Promote Mental Health Before College: Suicide Risk on the Rise for Teens aged 15–17
According to a Vanderbilt-led study, the risk of suicide for teens aged 15–17 has increased, particularly during the month of October. The study, published in Pediatrics, indicated that school-aged children had a higher rate of suicide attempts in the fall and spring. The summer months had the lowest rate of suicide attempts.
“To our knowledge, this is one of only a few studies to report higher rates of hospitalization for suicide during the academic school year,” said lead author Greg Plemmons, MD, associate professor of Clinical Pediatrics at Monroe Carell Jr. Children’s Hospital at Vanderbilt.
The study was conducted from 2008–2015 at children’s hospitals across America. The sharp rise of suicides and suicide attempts during the school year suggest that students experience higher levels of stress while enrolled in school. According to the U.S. Center for Disease and Prevention, suicide is the 3rd leading cause of death for adolescents.
…aside from alcohol-related deaths, suicide is the number one cause of death for college students.
Other studies indicate, aside from alcohol-related deaths, suicide is the number one cause of death for college students. As you prepare your student for college this August, be sure to talk with them about the importance of mental health and wellness. Students are often leaving home for the first time. They may experience anxiety, depression, and stress while navigating unfamiliar terrain. If your student is dealing with any of this, suggest that they attend counseling services available at the university. University counselors are experienced with assisting students with navigating college life.
Here are some of the signs to look for to determine if a student you know needs to seek medical treatment.
Troubling Messages on Social Media — Have they begun to write cryptic messages on social media? Messages that indicate loneliness, exclusion, or lack of support? Your student may feel that they have no one to talk to about their situation and is now relying on people outside of their inner circle for advice.
No Longer Attending Class –
Is your student no longer attending class? Perhaps they feel excluded during class time? Are they anxious about the course of study? Or do they need help with assignments but is too embarrassed to seek it?

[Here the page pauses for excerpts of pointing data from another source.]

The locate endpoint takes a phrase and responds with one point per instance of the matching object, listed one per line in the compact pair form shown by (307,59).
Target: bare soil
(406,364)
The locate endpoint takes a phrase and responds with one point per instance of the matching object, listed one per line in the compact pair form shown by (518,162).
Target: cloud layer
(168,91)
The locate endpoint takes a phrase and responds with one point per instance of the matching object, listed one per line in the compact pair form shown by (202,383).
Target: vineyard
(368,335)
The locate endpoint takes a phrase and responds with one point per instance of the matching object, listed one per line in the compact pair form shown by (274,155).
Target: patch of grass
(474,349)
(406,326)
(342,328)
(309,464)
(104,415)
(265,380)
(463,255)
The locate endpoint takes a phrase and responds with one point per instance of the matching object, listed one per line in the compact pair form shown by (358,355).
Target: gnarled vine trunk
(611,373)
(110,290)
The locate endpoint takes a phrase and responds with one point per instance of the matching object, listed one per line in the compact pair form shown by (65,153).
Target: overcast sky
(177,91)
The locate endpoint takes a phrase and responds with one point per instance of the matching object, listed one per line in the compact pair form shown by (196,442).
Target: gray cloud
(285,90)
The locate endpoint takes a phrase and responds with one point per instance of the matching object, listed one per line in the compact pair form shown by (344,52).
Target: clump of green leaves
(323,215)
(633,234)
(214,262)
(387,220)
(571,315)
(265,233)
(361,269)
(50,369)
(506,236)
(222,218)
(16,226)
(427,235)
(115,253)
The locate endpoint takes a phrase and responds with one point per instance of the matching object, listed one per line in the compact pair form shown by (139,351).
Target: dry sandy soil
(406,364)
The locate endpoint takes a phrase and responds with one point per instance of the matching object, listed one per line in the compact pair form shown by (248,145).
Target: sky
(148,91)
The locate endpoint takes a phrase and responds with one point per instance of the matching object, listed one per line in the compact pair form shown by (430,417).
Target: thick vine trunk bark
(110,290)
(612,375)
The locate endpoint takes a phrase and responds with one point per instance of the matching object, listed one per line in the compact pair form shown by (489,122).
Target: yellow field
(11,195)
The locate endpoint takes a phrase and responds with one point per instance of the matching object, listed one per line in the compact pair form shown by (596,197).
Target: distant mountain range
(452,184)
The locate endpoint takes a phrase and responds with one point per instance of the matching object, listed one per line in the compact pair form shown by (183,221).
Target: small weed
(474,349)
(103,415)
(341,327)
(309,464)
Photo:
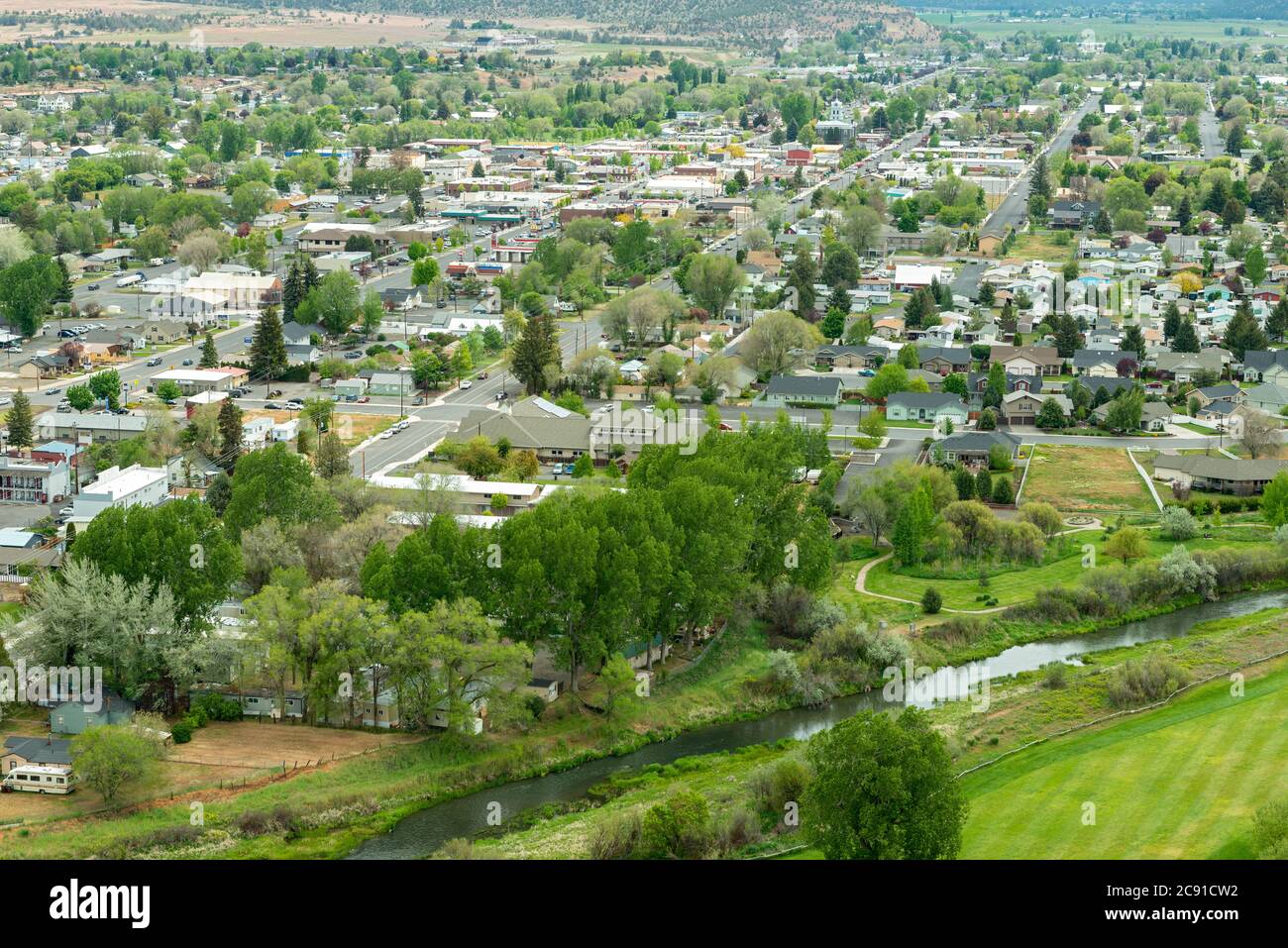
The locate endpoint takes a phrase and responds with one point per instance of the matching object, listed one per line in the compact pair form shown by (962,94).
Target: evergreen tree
(21,429)
(209,353)
(1243,333)
(1276,324)
(1186,339)
(268,348)
(1171,321)
(230,433)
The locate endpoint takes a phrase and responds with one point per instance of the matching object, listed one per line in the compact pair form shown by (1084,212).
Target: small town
(644,433)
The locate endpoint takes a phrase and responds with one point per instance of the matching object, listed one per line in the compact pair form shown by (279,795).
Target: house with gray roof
(1218,473)
(803,390)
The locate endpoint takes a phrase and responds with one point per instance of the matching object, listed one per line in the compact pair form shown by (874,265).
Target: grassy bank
(1179,781)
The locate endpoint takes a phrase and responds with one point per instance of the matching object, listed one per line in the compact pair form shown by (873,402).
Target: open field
(1179,782)
(1086,479)
(1107,29)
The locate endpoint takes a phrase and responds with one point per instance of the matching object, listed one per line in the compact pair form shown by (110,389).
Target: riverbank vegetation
(1141,806)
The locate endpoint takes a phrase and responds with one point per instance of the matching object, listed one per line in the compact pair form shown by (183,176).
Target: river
(428,830)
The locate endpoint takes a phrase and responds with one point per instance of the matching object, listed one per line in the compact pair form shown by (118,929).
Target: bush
(1055,675)
(217,707)
(1177,523)
(931,601)
(773,788)
(617,837)
(1145,682)
(1270,831)
(677,828)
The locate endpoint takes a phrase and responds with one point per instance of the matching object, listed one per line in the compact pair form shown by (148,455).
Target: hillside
(760,21)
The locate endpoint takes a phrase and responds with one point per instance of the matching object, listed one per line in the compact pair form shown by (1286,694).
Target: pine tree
(1186,339)
(1243,333)
(268,348)
(333,458)
(21,429)
(209,353)
(230,433)
(1276,324)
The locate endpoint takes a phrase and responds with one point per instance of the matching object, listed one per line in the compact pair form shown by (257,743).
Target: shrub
(1270,831)
(931,601)
(617,837)
(677,828)
(1145,682)
(737,831)
(1177,523)
(773,788)
(1055,675)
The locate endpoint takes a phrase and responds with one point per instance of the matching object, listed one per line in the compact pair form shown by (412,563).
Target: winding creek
(428,830)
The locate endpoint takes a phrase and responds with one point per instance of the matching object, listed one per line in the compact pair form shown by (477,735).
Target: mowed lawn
(1086,479)
(1180,782)
(1019,584)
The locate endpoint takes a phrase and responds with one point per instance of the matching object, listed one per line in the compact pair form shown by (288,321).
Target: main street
(1014,207)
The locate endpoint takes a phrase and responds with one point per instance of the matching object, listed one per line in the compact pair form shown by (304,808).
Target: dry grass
(1076,478)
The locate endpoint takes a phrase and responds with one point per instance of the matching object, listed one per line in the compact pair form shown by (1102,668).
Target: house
(926,407)
(30,480)
(1022,407)
(553,433)
(391,384)
(1184,366)
(1225,414)
(851,356)
(1073,214)
(1218,473)
(1266,365)
(90,711)
(1026,360)
(123,488)
(1103,364)
(943,360)
(971,449)
(799,390)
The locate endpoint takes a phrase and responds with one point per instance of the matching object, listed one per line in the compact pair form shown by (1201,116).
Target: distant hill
(756,20)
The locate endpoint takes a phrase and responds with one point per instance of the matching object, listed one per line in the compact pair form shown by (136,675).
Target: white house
(123,488)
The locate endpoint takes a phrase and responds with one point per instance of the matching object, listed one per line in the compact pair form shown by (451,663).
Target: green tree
(883,789)
(209,355)
(20,421)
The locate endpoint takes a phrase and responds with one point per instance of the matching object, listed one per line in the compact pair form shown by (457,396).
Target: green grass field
(1180,782)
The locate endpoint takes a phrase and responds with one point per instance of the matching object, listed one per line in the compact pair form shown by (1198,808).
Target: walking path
(861,582)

Issues with Relationships –
Is this person dealing with the death of someone? Has this person experienced a break up or let down? Has this person had issues with finding relatable peers or maintaining friendships?
Hopelessness, Sadness, and Worthlessness –
Has this person lost hope, is more sad and cynical than happy, and has talked about death and dying?
Tell them to get help!
The National Suicide Prevention Lifeline is open 24/7 and can be reached at 1–800–273–8255. You can also call 911 for immediate local help.